Although ultrasonography guided SPC has been shown to be safe, effective and free of complications,12 there is no published evidence on its safety and efficacy in this role. Furthermore, routine ultrasonography guidance is not required in every patient and trocar SPC can be easily performed in well-selected patients. Patients with previous lower abdominal surgery or those with urinary retention because of pelvic trauma should undergo SPC by experienced surgeons under radiography guidance or even using an open procedure if required, to avoid the disastrous complications of adjacent organ injury, as open insertion is shown to be the safest option in these patients.

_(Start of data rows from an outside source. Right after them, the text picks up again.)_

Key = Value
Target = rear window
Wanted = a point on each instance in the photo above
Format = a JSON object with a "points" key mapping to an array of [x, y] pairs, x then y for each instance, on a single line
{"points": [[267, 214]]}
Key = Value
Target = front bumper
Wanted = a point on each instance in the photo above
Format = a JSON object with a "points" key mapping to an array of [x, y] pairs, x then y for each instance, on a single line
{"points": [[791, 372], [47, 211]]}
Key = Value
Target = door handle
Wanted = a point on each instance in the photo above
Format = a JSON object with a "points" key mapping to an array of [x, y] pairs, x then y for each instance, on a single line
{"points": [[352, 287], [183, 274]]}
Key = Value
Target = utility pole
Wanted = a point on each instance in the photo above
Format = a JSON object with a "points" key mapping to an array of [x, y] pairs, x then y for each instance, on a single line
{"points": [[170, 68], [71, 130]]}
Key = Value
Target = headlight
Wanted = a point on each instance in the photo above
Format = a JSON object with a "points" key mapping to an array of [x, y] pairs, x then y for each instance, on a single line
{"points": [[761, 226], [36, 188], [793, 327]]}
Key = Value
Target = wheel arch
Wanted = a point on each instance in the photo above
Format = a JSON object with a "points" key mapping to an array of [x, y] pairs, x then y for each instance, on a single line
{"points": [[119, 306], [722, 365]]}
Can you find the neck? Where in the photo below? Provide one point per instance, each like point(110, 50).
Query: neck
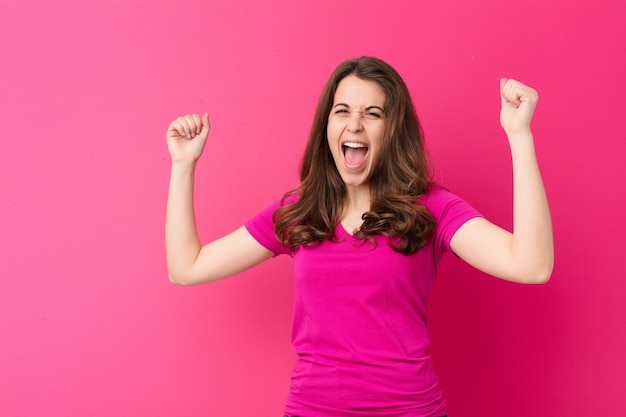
point(359, 198)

There are few conditions where SPC is contraindicated. Carcinoma of urinary bladder and uncorrected coagulopathy are generally accepted contraindications. In addition, SPC should be avoided in cases of sepsis of the anterior abdominal wall and in cases where a subcutaneous implant (eg a vascular graft) is present in the suprapubic area.

Conclusions

Trocar SPC is a safe and effective bedside procedure for bladder drainage and can be performed by resident surgeons under training in selected patients. Few complications are associated with the procedure but these can be avoided easily with some careful steps as explained in our technique.